Se seguirmos pelo jardim, entramos no cais propriamente dito, onde as lages do chão brilham, gastas pelo tempo e pelas ondas mais rebeldes, e os artefactos portuários se impõem ainda, apesar de comidos pela ferrugem. E, uns metros à frente, temos esta visão quase inusitada, pois quem não conhece o sítio jamais imaginaria que no meio daquelas casas à beira da derrocada pode haver um restaurante.  


Mas há. Dois, até. O primeiro, que é responsável por esta cena magnífica, é definitivamente um dos meus favoritos na zona de Lisboa, pelo espaço, pela vista e, especialmente, pelo melhor arroz de cabidela que conheço.


Se seguirmos pelo cais e olharmos para trás, vemos a ponte em todo o seu esplendor. 


A ver pela amostra, gostava mesmo de ter conhecido o Cais do Ginjal nos seus tempos de glória.


Glórias agora, só as destes pescadores. Ou talvez não.

quarta-feira, 2 de março de 2011

Está-se bem em Belém

Ainda me lembro da polémica em torno da construção do Centro Cultural de Belém. Não vai servir para nada! É dinheiro deitado fora! Como é que se constrói uma coisa destas ao pé dos Jerónimos?

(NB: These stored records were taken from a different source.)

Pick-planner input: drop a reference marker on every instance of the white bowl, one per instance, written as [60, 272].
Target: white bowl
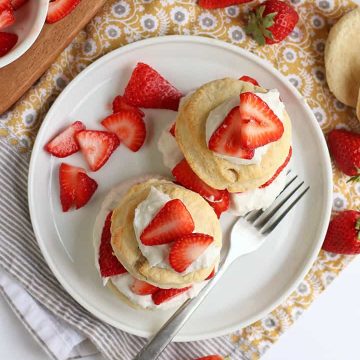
[30, 19]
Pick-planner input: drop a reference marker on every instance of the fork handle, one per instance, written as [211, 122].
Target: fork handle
[163, 337]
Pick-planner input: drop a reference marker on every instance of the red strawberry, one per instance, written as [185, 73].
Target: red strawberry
[344, 147]
[222, 205]
[260, 126]
[16, 4]
[76, 188]
[217, 4]
[163, 295]
[58, 9]
[186, 177]
[272, 21]
[148, 89]
[343, 235]
[279, 170]
[120, 103]
[187, 249]
[7, 18]
[139, 287]
[172, 221]
[129, 127]
[97, 146]
[65, 144]
[7, 42]
[249, 79]
[108, 262]
[226, 138]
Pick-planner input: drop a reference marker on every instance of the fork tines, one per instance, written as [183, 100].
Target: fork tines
[266, 220]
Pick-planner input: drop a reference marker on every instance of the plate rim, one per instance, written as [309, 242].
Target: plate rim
[325, 159]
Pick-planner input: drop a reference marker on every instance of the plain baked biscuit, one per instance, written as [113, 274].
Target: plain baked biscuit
[125, 245]
[213, 170]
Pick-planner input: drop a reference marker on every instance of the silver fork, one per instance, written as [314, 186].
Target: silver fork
[254, 228]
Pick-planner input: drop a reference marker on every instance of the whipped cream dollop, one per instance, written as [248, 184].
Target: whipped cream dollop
[217, 116]
[158, 255]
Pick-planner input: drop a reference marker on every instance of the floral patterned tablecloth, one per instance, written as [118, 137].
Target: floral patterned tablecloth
[300, 58]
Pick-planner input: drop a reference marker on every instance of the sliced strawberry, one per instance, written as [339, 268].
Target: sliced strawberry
[108, 262]
[249, 79]
[7, 42]
[259, 124]
[76, 188]
[65, 144]
[187, 249]
[58, 9]
[279, 170]
[148, 89]
[16, 4]
[221, 205]
[226, 138]
[97, 146]
[128, 126]
[172, 221]
[7, 18]
[120, 103]
[163, 295]
[186, 177]
[139, 287]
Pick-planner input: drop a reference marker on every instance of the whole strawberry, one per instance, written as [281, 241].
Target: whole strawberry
[272, 21]
[344, 147]
[343, 235]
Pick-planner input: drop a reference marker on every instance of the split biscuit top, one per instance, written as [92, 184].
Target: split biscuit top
[125, 244]
[213, 170]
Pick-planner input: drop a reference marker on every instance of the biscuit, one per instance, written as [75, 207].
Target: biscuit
[213, 170]
[342, 58]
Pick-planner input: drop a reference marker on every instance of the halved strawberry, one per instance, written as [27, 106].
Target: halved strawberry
[108, 262]
[187, 249]
[128, 126]
[120, 103]
[172, 221]
[76, 188]
[148, 89]
[221, 205]
[279, 170]
[259, 124]
[58, 9]
[139, 287]
[249, 79]
[226, 138]
[163, 295]
[7, 42]
[186, 177]
[7, 18]
[65, 144]
[97, 146]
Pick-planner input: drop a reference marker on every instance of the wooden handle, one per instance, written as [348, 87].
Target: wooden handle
[17, 77]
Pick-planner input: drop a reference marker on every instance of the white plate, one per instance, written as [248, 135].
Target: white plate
[256, 283]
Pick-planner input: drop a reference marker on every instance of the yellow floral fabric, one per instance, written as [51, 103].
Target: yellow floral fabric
[300, 58]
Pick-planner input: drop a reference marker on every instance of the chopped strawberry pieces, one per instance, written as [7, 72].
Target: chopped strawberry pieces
[259, 124]
[186, 177]
[65, 144]
[163, 295]
[108, 262]
[172, 221]
[97, 146]
[187, 249]
[76, 188]
[128, 126]
[226, 139]
[139, 287]
[148, 89]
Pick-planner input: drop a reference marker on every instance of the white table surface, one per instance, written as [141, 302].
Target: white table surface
[328, 330]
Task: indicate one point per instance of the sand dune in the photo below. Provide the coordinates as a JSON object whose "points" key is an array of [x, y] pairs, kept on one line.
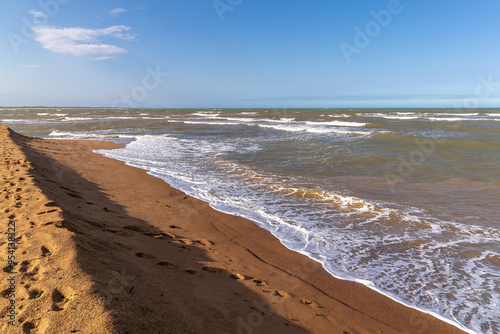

Aos catorze ou quinze anos, pouco ligava a polémicas, mas esta foi demasiado badalada para dela me esquecer. Tal como não me esqueço da primeira vez que lá fui para um dos seus concertos gratuitos nas noites de Verão que enchiam o Jardim das Oliveiras. A primeira de muitas. Foi nesses concertos que comecei a gostar de jazz. Dos Gaiteiros de Lisboa. E dos Irmãos Catita também. Um ou dois anos mais tarde, descobri o World Press Photo, comecei a ir às exposições pré-Berardo e a interessar-me pela arquitectura - invulgar, na altura - daquele lugar.


Depois descobri que aquela esplanada é um dos melhores sítios de Lisboa para escrever, para ler, para conversar, para estudar. Ou, simplesmente, para estar a par do que vai pelo mundo, sem pressas, sem preocupações...


Descobri também os concertos de fim de tarde, a que assistia sempre que podia e onde ouvi desde cantares alentejanos a peças de clássicos ou jazz experimental, algum dele interessante, outro simplesmente cacofónico, pelo menos para o meu gosto e ouvido. Descobri os Dias da Música, quando ainda eram gratuitos. Namorei, conversei e discuti debaixo das oliveiras. Talvez tenha chorado uma ou outra lágrima. Ou talvez não.


Para algo que se vaticinava supérfluo, é afinal um sítio onde se pode fazer muita coisa, nem que seja não fazer nada... 


... ou entrar numa casa feita de cortiça...


... ou, porque não, dormir uma boa sesta depois do café.